Now, we’re right in the shadow of something more cataclysmic.

This town is our inevitable doom.

And it became so out of our cowardice.

- A citizen of Moruw


Moruw was founded shortly after the Shattering at the steps of Wetr’yana volcano, which was shortly renamed Fetray. The construction of the city was incredibly chaotic and unplanned, walls were next-to-nonexistent, consisting of wooden palisades and thick jungle leaves to cover buildings with. Shortly after, the town was under constant Kin’toni attack week after week. Over thousands of refugees and desperate were cut down, dried up or turned into more bloodsucking freaks, until the volcano eruption happened, cordoning off the town by a ring of molten lava, which swallowed the Kin’toni host wholesale. Now with population decimated by a heat and Kin’toni reaping, the survivors started thinking of the volcano as their saviour, meanwhile relocating their town to a more suitable position.

Now-hardened lava provided the Moruwans with ample supply of iron, stone and copper, which nowadays dominate the industry of Moruw. Such bounty and fortune beget worship, which immediately prompted deifying the volcano as Fetray, the Root of the World. The convention did brought problems in form of fanatics and radicalists, who thought that prayer and offerings were not enough. Some proposed elaborate rituals, some - penance, some – dedicating whole days for worship alone. And the ones who broke the threshold were the worshippers, clamoring for human sacrifice, straight to the crater of a volcano. Most citizens were not in favor, considering that they’re only started recovering from constant attacks and pointless attrition would not sit well with elders and parents.

Radical worshippers pushed their agenda further still, employing every dirty trick in the book to make the human sacrifice a sanctified piece of Fetray worship. The boiling point was reached in 3E 31, when the radical worshippers have broke through the council chambers at sword point. The ruling elder, whose name has been lost (aside from the beginning, Atse), ended the hostage situation by firing at the fanatics with a fire metal launcher, which broke after their dispersal. The city was up in arms and soon later the fanatics have left the city decimated and straight into Kin’toni. Following the exile, the worship of Fetray tried to expand past the city walls, but the effort ultimately failed, stagnating the town for about two decades.

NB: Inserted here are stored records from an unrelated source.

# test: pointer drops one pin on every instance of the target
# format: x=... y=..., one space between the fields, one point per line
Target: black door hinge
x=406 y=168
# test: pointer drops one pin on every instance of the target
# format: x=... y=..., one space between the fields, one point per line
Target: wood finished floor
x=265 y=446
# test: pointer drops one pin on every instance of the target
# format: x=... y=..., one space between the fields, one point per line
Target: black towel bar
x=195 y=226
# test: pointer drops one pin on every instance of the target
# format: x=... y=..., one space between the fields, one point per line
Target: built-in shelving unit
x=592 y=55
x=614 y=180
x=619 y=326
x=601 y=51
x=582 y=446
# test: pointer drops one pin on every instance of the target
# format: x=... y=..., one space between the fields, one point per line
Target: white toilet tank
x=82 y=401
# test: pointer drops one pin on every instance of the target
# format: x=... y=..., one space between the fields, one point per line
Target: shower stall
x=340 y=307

This is due to regular lava flows forcing the builders to adapt and choose other sites for expansion. The original spot was fully under the molten rock, soon followed by other two locations at the steps of the volcano. Forced to relocate, Moruwans step by step reclaimed to forests surrounding the volcano, by fire and sword against the Kin’toni, dying to poison, ballistic bone, rendered into mist. In the Ice Age, those times are called “The Tearful Reclamation”, due to monstrous attrition the city faced during the period. In the end, it was worth it, considering the town now had plentiful arable ashland and for once, the fear subsided. But even to this day, the city is under constant siege of the volcano and irregular bloodsucker attacks.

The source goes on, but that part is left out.